Photo Credits: Hamed Saber and Peter Ashton

Consider this exchange:

Speaker 1: “Would you like to go the aquarium with me [tomorrow] to see the dolphin show?”
Speaker 2: “The dolphin show?”
Speaker 1: “The dolphins are very intelligent animals.”
Speaker 3: “But the aquarium is not open tomorrow.”
Speaker 1: “It will be open tomorrow”

Out of context it’s hard to tell exactly what’s going on.  We know someone is inviting someone else to watch the dolphins.  The someone else sounds a bit confused.  And somehow the first speaker knows that, despite normally posted hours, the aquarium will be open tomorrow.  Under normal circumstances you would, as I would, think this was some sort of surrealist play when Che’s daughter and a nuclear scientist entered the dialogue.  And, normally, we would be right.

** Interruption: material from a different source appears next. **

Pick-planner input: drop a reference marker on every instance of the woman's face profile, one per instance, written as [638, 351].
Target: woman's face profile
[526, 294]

Today, however, the truth is far stranger.  Speaker 1 is Fidel Castro, speaker 2 is American journalist Jeffrey Goldberg and speaker 3 is a bodyguard.  You just can’t make this up.  I’ll spare you all of the details (although I do encourage you to read the original pieces from the Atlantic here and here) but Fidel apparently was so impressed with an article that Goldberg wrote about Iran and Israel that he decided to grant him an extended three day interview — part of which took place at the aquarium.

Since coming out on the right side of a serious gastro-intestinal illness Fidel has been speaking with increasing frequency about international matters.  This, says Goldberg’s travelling companion Julia Sweig, is Castro trying to reinvent himself as a senior global statesman: “Matters of war, peace and international security are a central focus: Nuclear proliferation, climate change, these are the major issues for him, and he’s really just getting started, using any potential media platform to communicate his views. He has time on his hands now that he didn’t expect to have. And he’s revisiting history, and revisiting his own history.”

But, the dolphin show.  To me, at least, this seems an odd stage from which to launch your global nuclear disarmament campaign or, stranger still, to argue for a more ecologically sound global order.  To be fair this is no ordinary dolphin show nor, for that matter, is it an ordinary aquarium.  The dolphin trainers do not run the show so much as they are also part of it.  Watched from beneath the surface the show is a carefully scripted dance between human and dolphin.

The aquarium itself is run by a nuclear scientist and one of the veterinarians is the aforementioned daughter of Che.  Perhaps there is some sort of message here about beating tanks into tractors.  It can be no coincidence that an interview about Israel’s nuclear arsenal and Iran’s nuclear ambitions ends up at an aquarium managed by someone with the theoretical know-how to build the bomb.  Cubans, maybe we are supposed to infer, have no time for such pursuits?  Having been brought to the brink of nuclear apocalypse once they would rather spend their time with the planet’s second smartest animal, who don’t happen to be threatening existence as we know it.

Any which way, however, this has to be one of the strangest meetings since, well, ever.  I have no doubt that Castro was following some sort of script but, even if it will be some form of plagiarism, when it comes time to write my screenplay I’m using this scene.